Fifteen minutes passed, then twenty. The man next to me got up and walked away. A woman sat down and opened a book. One bench down, another woman got up. Two benches down a mother sat and rocked her baby’s carriage next to an old man. Three benches down a couple laughed and held hands. Then I watched them get up and walk away. The mother stood and pushed her baby away. It was the woman, the old man, and I. Another twenty minutes passed. It was getting late. I figured whoever he was wasn’t going to come. The woman closed her book and walked away. The old man and I were the only ones left. I got up to leave. I was disappointed. I don’t know what I’d hoped for. I started to leave. I passed the old man. There was a card safety-pinned to his chest. It said: MY NAME IS LEO GURSKY I HAVE NO FAMILY PLEASE CALL PINELAWN CEMETERY I HAVE A PLOT THERE IN THE JEWISH PART THANK YOU FOR YOUR CONSIDERATION.

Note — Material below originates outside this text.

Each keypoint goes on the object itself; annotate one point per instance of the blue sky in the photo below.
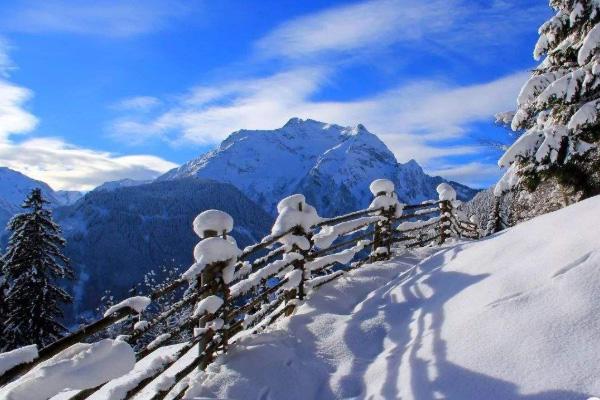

Because of that wife who got tired of waiting for her soldier, I lived. All he had to do was poke the hay to discover that there was nothing beneath it; if he hadn’t had so much on his mind I’d have been found. Sometimes I wonder what happened to her. I like to imagine the first time she leaned in to kiss that stranger, how she must have felt herself falling for him, or perhaps simply away from her loneliness, and it’s like some tiny nothing that sets off a natural disaster halfway across the world, only this was the opposite of disaster, how by accident she saved me with that thoughtless act of grace, and she never knew, and how that, too, is part of the history of love.
I stood in front of him.
He barely seemed to notice.
I said, “My name is Alma.”
And that’s when I saw her. It’s strange what the mind can do when the heart is giving the directions. She looked different than I remembered her. And yet. The same. The eyes: that’s how I knew her. I thought, So this is how they send the angel. Stalled at the age when she loved you most.